Unpacking the image can take a few minutes the first time you use it. Please be patient. Both EOS and AFS should be available and the output will be in your current working directory.

## Further examples

There are a few more examples available that can directly be run using the [binder](https://mybinder.org/) links below or using [SWAN](https://swan.cern.ch/) (CERN-only, please use LCG release LCG_94 or later) and selecting the corresponding notebook manually:

- [Reading in text files](https://github.com/HEPData/hepdata_lib/blob/main/examples/Getting_started.ipynb)
[![Binder](https://mybinder.org/badge.svg)](https://mybinder.org/v2/gh/HEPData/hepdata_lib/main?filepath=examples/Getting_started.ipynb)
<br/><br/>
- [Reading in a CMS combine ntuple](https://github.com/HEPData/hepdata_lib/blob/main/examples/combine_limits.ipynb)
[![Binder](https://mybinder.org/badge.svg)](https://mybinder.org/v2/gh/HEPData/hepdata_lib/main?filepath=examples/combine_limits.ipynb)
<br/><br/>
- [Reading in ROOT histograms](https://github.com/HEPData/hepdata_lib/blob/main/examples/reading_histograms.ipynb)
[![Binder](https://mybinder.org/badge.svg)](https://mybinder.org/v2/gh/HEPData/hepdata_lib/main?filepath=examples/reading_histograms.ipynb)
<br/><br/>
- [Reading a correlation matrix](https://github.com/HEPData/hepdata_lib/blob/main/examples/correlation.ipynb)
[![Binder](https://mybinder.org/badge.svg)](https://mybinder.org/v2/gh/HEPData/hepdata_lib/main?filepath=examples/correlation.ipynb)
<br/><br/>
- [Reading TGraph and TGraphError from '.C' files](https://github.com/HEPData/hepdata_lib/blob/main/examples/read_c_file.ipynb)
[![Binder](https://mybinder.org/badge.svg)](https://mybinder.org/v2/gh/HEPData/hepdata_lib/main?filepath=examples/read_c_file.ipynb)
<br/><br/>
- [Preparing scikit-hep histograms](https://github.com/HEPData/hepdata_lib/blob/main/examples/reading_scikithep_histograms.ipynb)
[![Binder](https://mybinder.org/badge.svg)](https://mybinder.org/v2/gh/HEPData/hepdata_lib/main?filepath=examples/reading_scikihep_histograms.ipynb)
<br/><br/>

## External dependencies

- [ROOT](https://root.cern.ch)
- [ImageMagick](https://www.imagemagick.org)

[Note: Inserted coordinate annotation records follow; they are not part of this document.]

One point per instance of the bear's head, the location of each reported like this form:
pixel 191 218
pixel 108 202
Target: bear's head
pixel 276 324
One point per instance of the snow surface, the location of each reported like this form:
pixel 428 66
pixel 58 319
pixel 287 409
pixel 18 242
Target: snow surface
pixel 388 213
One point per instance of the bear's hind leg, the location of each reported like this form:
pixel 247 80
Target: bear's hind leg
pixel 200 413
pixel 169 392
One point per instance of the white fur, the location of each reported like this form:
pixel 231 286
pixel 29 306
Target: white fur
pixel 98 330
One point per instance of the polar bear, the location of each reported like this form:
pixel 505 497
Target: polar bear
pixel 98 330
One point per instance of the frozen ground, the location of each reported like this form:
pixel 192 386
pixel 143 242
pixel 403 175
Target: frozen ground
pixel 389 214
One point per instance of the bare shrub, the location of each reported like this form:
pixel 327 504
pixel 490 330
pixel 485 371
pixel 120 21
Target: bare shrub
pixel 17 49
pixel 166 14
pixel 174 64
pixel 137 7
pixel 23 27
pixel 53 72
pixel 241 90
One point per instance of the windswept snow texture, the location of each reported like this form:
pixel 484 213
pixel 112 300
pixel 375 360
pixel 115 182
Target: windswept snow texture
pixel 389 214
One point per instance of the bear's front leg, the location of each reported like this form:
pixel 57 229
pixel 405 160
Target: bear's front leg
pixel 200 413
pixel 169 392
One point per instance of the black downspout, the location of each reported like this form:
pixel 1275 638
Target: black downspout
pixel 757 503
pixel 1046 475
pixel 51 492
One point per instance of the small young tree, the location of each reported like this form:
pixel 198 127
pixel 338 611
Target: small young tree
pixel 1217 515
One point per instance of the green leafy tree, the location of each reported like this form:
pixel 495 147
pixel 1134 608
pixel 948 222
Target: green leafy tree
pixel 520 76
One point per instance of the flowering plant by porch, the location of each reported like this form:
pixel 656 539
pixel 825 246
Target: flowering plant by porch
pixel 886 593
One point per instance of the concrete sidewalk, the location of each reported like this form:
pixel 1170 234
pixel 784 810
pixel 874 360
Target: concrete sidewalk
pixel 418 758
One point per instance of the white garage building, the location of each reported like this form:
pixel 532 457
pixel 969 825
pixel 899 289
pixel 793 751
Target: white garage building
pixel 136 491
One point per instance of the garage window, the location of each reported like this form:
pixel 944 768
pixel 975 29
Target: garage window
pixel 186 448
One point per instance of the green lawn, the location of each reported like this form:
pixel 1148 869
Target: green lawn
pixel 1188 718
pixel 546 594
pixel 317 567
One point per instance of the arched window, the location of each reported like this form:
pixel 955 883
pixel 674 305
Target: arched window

Make sure that you have `ROOT` in your `$PYTHONPATH` and that the `convert` command is available by adding its location to your `$PATH` if needed.

A ROOT installation is not strictly required if your input data is not in a ROOT format, for example, if
your input data is provided as text files or `scikit-hep/hist` histograms.  Most of the `hepdata_lib`
functionality can be used without a ROOT installation, other than the `RootFileReader` and `CFileReader` classes,
and other functions of the `hepdata_lib.root_utils` module.